Traditional text classification in the Classify module (using Natural Language Processing) has an advantage in high performance, however comes with time-consuming challenges:
Creating Training Data:
- Challenge: It takes a lot of effort to create suitable training data manually.
- Limitation: The amount of data generated is usually small, around a few hundred records per category at most.
Topic Segregation Issues:
- Challenge: Selecting topics can be subjective and may not align well with the actual content.
- Issue: Topics can be unbalanced, leading to a significant difference in the amount of training data for each topic.
Subjectivity in Text Assignment:
- Challenge: Assigning texts to specific topics is subjective, and similar texts might end up in different categories, especially when created by different people.
- Requirement: Each language requires its own training data for the classification mode
In summary, building text classification models demands substantial effort, specific domain knowledge, and often involves multiple iterations to achieve acceptable accuracy. This process can be time-consuming and costly in terms of both time and money.
TopcAI is a fully automated system of unsupervised topic detection and sentiment analysis using pre-trained NLP neural networks.
With this tool, you can upload a target source, receive suggested "most relevant" topics, categorise and verify them, and select them in order to create a fully automatic topic model that can be used on any source within the sandsiv+ platform, without the need for preliminary manual classification or topic extraction.
This tool can be accessed under the module AI in the menu bar.
The TopicAI interface includes 2 tabs: Topic Sets and Applied Topic Sets.
- Topic Sets: List of created Topic sets with details and actions related to the configuration of these topic sets;
- Applied Topic Sets: List of topic sets which have been applied to specific sources & text columns with further details and actions.
Languages: The languages used in the Topic Set.
Sources: The sources which have been used to build the Topic Set.
Roles: View a list of users who have permissions to view or edit the Topic Set. *
Actions: Share (extend permissions to users to view or edit the Topic set), Apply to source (apply the Topic Set to a target source), Delete (delete the Topic Set - only allows for users with full permissions).
*By default the user who creates the Topic set is the “Owner” of the classifier and has full rights on it (read/edit/delete). The user or the support team can give “full”, “editor” or "view" rights to other users. A user with “Editor” rights can only edit the topic set - modify list of labels or add (not remove) additional languages to classifier.
Creating a new Topic Set
Press on the "Add topic set" button. The following page will appear:
Once the source and text columns are configured and Show topics is pressed, a list of suggested relevant topics appear (these topics are identified automatically by the tool based on their relevance in the source).
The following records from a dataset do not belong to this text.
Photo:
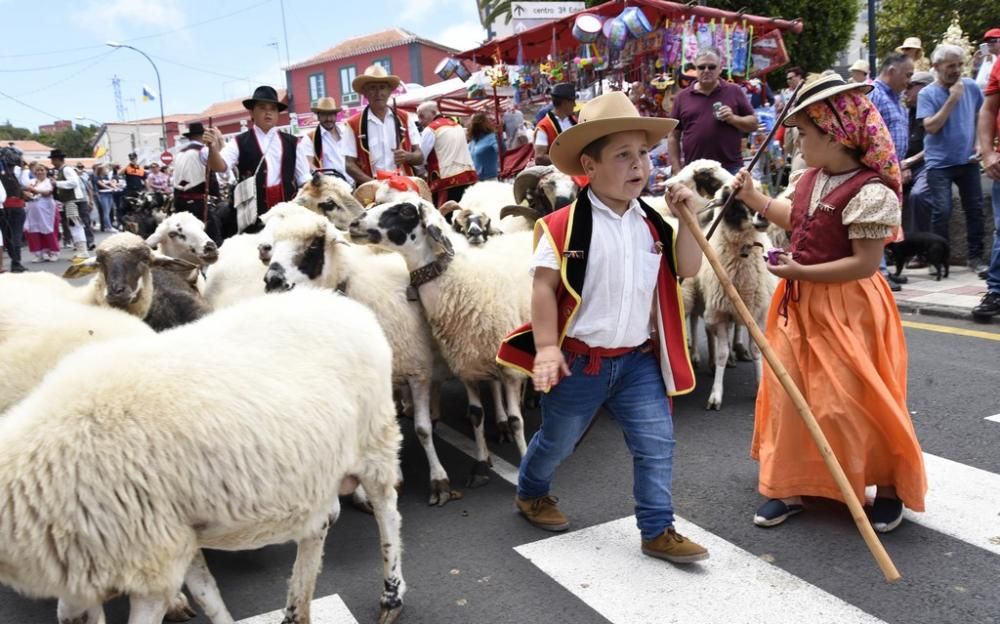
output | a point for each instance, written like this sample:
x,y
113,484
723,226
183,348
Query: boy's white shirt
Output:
x,y
622,267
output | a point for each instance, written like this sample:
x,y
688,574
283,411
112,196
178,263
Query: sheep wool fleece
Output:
x,y
569,230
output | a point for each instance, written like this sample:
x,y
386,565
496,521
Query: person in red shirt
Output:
x,y
989,125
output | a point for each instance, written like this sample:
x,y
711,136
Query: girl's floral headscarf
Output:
x,y
851,119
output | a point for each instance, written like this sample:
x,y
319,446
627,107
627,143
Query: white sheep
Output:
x,y
112,481
471,297
739,246
309,250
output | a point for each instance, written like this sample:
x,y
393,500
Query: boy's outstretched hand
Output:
x,y
549,363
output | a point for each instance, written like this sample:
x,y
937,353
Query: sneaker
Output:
x,y
543,512
886,514
674,547
989,305
774,512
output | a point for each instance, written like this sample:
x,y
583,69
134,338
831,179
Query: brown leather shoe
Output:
x,y
674,547
543,512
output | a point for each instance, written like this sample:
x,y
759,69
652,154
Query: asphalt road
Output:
x,y
461,565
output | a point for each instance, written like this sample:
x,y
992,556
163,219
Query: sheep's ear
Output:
x,y
82,269
172,264
441,242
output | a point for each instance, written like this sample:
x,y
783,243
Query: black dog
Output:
x,y
933,248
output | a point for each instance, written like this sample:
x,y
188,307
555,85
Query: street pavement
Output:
x,y
476,561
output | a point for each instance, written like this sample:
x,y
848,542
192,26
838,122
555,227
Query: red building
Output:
x,y
330,73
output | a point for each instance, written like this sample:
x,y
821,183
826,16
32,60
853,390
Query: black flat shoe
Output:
x,y
774,512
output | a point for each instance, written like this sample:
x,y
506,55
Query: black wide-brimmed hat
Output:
x,y
264,93
195,128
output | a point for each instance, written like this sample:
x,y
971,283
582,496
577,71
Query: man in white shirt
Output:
x,y
380,138
284,168
324,146
69,191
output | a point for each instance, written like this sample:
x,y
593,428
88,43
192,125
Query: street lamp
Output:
x,y
159,87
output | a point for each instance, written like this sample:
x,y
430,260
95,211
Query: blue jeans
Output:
x,y
631,388
993,275
967,177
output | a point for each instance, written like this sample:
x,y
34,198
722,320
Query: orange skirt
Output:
x,y
843,345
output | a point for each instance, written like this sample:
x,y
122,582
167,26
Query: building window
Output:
x,y
317,87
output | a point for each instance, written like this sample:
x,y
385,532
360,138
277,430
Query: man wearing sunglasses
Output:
x,y
713,118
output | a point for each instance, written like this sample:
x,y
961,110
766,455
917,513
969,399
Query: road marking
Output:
x,y
504,469
603,566
958,331
327,610
961,501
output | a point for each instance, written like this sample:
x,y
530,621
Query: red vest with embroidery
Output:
x,y
569,230
822,236
434,179
360,129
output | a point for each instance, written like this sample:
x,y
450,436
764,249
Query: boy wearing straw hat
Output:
x,y
607,328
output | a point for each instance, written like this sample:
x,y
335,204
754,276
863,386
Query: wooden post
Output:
x,y
874,545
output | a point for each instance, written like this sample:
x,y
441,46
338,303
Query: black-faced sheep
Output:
x,y
471,297
112,481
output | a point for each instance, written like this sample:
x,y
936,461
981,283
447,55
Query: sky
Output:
x,y
54,64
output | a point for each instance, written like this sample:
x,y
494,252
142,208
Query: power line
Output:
x,y
144,37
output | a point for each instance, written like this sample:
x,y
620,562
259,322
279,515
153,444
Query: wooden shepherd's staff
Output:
x,y
874,545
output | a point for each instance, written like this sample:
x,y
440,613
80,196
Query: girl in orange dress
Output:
x,y
833,321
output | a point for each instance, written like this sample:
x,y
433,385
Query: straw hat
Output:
x,y
820,89
912,43
606,114
325,105
374,74
861,65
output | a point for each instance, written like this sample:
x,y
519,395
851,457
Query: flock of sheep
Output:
x,y
129,440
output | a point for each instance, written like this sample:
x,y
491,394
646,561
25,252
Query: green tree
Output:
x,y
928,19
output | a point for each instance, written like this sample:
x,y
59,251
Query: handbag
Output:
x,y
245,199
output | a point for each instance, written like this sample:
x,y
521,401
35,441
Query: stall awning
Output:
x,y
536,43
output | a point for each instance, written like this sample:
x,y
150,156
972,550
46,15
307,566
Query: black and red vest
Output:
x,y
569,231
249,157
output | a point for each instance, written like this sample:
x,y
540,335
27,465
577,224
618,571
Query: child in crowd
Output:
x,y
833,321
607,327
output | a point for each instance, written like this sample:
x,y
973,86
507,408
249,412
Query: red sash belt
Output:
x,y
594,354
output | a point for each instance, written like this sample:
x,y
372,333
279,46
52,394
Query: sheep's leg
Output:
x,y
71,612
389,521
147,609
441,491
721,331
203,588
178,609
503,424
481,470
512,387
308,561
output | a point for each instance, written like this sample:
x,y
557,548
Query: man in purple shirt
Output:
x,y
703,131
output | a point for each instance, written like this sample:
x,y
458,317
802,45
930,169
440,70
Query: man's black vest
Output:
x,y
250,156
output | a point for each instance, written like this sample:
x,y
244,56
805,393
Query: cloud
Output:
x,y
115,18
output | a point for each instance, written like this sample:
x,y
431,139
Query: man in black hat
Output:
x,y
193,161
284,169
559,118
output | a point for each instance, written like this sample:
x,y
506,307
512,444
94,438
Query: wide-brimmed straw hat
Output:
x,y
264,93
606,114
912,43
374,74
325,105
820,89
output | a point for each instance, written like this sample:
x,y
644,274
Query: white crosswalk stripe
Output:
x,y
326,610
603,566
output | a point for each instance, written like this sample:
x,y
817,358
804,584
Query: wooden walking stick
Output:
x,y
874,545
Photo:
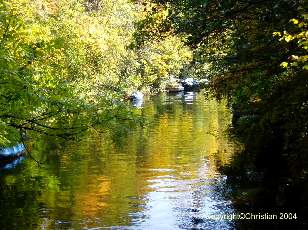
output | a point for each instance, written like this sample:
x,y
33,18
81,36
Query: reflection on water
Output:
x,y
161,176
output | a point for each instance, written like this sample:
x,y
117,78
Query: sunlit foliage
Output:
x,y
64,64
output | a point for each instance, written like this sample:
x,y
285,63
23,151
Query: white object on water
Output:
x,y
12,150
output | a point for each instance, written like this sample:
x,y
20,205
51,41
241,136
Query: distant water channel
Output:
x,y
160,176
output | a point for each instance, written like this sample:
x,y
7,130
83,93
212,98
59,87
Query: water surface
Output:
x,y
163,175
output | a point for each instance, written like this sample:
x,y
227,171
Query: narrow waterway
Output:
x,y
163,175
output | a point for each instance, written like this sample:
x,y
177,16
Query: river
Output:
x,y
163,175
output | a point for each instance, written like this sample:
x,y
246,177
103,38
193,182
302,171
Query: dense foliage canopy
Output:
x,y
66,66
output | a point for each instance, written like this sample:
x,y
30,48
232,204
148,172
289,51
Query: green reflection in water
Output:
x,y
166,170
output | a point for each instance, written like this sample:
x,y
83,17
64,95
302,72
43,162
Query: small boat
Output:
x,y
137,99
8,155
190,84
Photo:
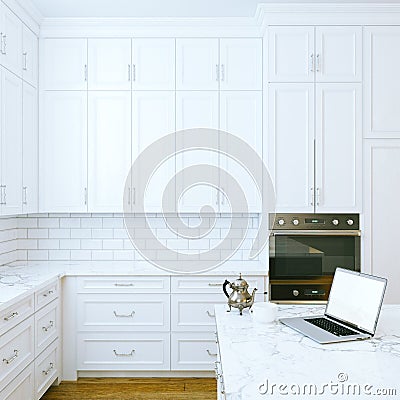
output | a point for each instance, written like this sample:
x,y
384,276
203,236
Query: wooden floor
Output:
x,y
135,389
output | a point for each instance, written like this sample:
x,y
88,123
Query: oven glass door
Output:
x,y
312,256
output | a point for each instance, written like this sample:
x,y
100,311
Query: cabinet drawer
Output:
x,y
46,325
16,313
46,369
16,351
210,284
193,351
22,387
123,351
46,295
123,284
123,312
194,312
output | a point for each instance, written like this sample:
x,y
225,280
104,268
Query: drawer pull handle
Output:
x,y
124,315
210,315
124,354
11,359
47,371
11,316
48,327
124,284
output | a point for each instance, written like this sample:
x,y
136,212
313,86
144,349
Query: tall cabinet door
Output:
x,y
291,54
241,115
291,136
241,64
109,62
63,155
196,109
338,52
11,142
147,130
197,64
338,152
64,64
109,149
153,64
30,138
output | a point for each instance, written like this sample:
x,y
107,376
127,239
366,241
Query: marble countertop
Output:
x,y
20,279
255,356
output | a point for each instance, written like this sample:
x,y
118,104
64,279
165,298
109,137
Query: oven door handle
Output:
x,y
316,233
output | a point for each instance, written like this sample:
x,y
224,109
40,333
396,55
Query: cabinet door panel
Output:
x,y
382,81
109,63
338,139
30,138
153,117
196,110
338,54
11,142
197,64
64,64
290,54
109,149
291,136
241,115
63,158
153,64
241,64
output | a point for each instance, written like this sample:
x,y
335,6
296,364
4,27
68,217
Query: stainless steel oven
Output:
x,y
304,252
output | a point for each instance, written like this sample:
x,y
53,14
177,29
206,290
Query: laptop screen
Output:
x,y
356,298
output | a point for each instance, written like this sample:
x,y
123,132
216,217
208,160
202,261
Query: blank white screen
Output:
x,y
356,299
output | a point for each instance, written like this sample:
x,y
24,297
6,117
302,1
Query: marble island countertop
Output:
x,y
260,361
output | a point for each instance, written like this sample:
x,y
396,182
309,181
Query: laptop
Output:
x,y
352,312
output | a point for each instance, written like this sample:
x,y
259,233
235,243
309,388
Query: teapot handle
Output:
x,y
226,283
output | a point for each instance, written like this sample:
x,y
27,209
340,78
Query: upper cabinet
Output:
x,y
382,81
321,54
109,64
29,57
153,64
64,64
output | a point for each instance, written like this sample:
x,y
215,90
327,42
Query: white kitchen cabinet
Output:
x,y
240,64
109,149
30,57
63,152
338,147
109,64
196,109
197,64
153,64
30,143
11,143
148,129
241,115
291,145
11,40
381,81
381,190
65,65
321,54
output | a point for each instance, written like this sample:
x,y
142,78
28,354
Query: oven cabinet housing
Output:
x,y
315,116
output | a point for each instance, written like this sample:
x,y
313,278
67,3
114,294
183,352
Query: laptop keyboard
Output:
x,y
331,326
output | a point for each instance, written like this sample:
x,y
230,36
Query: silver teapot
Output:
x,y
239,298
Clicking on the topics will turn them green and add them to the list of topics you want to use in this Topic Set. Furthermore, by checking the check-box you can add similar topics to a category in order to group them.
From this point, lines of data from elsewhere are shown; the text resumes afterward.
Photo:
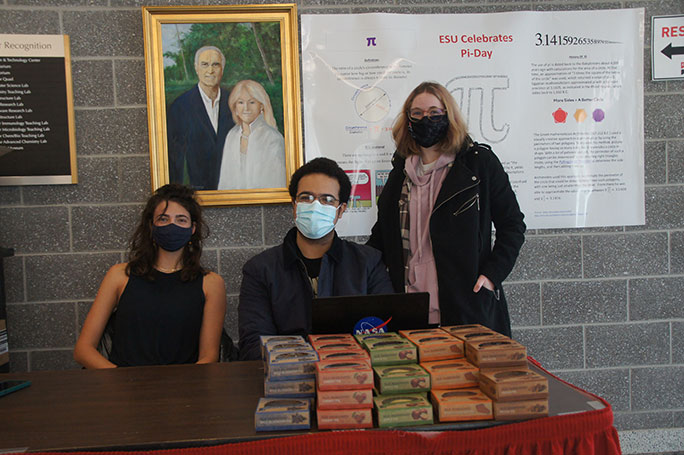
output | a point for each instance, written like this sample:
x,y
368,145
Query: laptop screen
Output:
x,y
393,312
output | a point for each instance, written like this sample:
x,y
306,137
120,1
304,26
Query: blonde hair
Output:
x,y
256,91
456,135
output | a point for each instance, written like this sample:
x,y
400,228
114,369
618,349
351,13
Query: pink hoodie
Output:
x,y
422,273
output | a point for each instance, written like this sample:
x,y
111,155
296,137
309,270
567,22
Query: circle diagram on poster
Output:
x,y
372,103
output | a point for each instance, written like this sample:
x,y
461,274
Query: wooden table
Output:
x,y
165,407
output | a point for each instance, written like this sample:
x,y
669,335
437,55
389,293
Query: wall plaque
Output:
x,y
37,139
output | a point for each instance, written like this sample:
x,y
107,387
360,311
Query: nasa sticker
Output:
x,y
370,324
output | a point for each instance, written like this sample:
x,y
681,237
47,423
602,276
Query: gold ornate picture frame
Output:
x,y
223,100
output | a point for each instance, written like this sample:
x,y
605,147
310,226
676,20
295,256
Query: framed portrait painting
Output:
x,y
223,100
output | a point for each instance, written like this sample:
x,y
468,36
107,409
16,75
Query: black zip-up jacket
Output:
x,y
475,192
276,293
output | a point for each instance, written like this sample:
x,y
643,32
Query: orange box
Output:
x,y
420,333
514,385
461,405
334,419
481,335
338,346
457,329
451,374
344,375
438,347
345,356
335,337
518,410
496,353
344,399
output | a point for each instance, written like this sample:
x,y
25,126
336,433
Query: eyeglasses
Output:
x,y
434,114
325,199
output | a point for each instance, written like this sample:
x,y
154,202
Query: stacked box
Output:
x,y
344,383
394,379
451,374
516,393
390,351
289,364
402,410
461,405
456,330
277,414
496,353
434,344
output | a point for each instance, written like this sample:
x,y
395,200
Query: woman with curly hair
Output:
x,y
167,308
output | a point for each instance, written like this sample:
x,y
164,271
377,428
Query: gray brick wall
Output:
x,y
599,307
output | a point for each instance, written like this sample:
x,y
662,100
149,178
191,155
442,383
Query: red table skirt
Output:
x,y
585,433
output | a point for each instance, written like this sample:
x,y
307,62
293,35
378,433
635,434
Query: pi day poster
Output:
x,y
557,95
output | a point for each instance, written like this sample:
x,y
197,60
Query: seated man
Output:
x,y
279,284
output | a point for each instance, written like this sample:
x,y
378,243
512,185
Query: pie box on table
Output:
x,y
451,374
401,379
434,344
299,364
363,337
496,353
514,385
290,388
402,410
353,356
342,419
344,399
456,330
276,414
338,346
461,405
267,340
390,351
517,410
334,375
315,339
481,335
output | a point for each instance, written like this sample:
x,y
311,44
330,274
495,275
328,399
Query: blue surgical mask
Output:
x,y
315,220
171,237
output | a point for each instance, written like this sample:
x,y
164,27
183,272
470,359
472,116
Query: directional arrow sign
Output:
x,y
667,47
669,51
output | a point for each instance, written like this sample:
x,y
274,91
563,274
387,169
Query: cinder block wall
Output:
x,y
600,307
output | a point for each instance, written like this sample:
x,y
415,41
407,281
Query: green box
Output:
x,y
391,351
401,379
403,410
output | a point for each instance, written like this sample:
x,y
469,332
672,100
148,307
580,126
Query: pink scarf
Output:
x,y
422,273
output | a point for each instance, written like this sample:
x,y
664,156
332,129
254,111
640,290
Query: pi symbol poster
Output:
x,y
557,95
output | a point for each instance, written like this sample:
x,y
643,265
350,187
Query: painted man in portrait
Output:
x,y
197,124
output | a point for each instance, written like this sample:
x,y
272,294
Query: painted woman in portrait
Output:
x,y
254,151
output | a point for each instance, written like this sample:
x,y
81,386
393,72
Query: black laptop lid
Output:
x,y
399,312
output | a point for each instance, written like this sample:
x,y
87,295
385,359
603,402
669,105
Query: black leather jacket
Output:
x,y
475,192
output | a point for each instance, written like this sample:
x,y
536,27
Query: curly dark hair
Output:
x,y
143,249
324,166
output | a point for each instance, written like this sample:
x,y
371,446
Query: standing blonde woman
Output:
x,y
254,152
436,211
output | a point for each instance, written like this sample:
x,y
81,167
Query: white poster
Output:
x,y
557,95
Once the configurations have been made (source and column selected) and the required topics are selected (in green), you can adjust the Accuracy Threshold which will determine the sensitivity of the topic being matched with the text-case (with a value from 0-1). A high accuracy threshold (>6) will yield a more accurate classification (dismissing classifications with a low accuracy) and therefore may provide less topics per text. A low accuracy threshold (<6) will yield a less accurate classification, and provide more topics per text.
Chart View: In chart view, you get an overview of your topics and their respective occurrence vs probability threshold. (You want to aim for higher occurrence on the higher probability threshold Otherwise, it may mean that your topic is not relevant to the dataset).
Table View: Table view gives you a full view of the text cases, organised by labelled topic and sorted by probability score.
Applying a topic set to a source
Once the Topic Set is created, you can apply it to a target source in the Actions field by clicking on "Apply to Source".
The list of options you'll see are the following:
- Dropdown with “Topic set” - the topic set you're applying is automatically pre-selected.
- Dropdown with “Source” - list of available target sources within the platform to choose from (surveys or data in the Store module);
- Checkbox "Sentiment" - apply a sentiment classification (to further classify data with "Positive", "Negative", "Neutral" labels);
- Checkbox “Multi topic” - allow classification of multiple topics in a text case. You can further configure this application by moving sliders for “Accuracy Threshold” (0=low, 1=high) and “Categories count” (count of max categories that can be classified in a text case).
Multi topic classification works with sources that were applied, it enables the following options:
- Accuracy Threshold will determine the sensitivity of the topic being matched with the text-case (with a value from 0-1)
- Categories count is a customised number of categories your text responses will be classified into.
By enabling both of these configurations, you allow the tool to perform Topic Based Sentiment Analysis - providing a sentiment for every topic discovered in a text-case. In your exported dataset, you will find a sentiment column for every topic classified.
Here is an example of Topic Based Sentiment Analysis:
You can group similar topics into Categories, allowing you to organise your topics by need and create multi-level classifications.
Example: Support, Agent, Customer service and Contact person topics can be categorised as "Customer Support".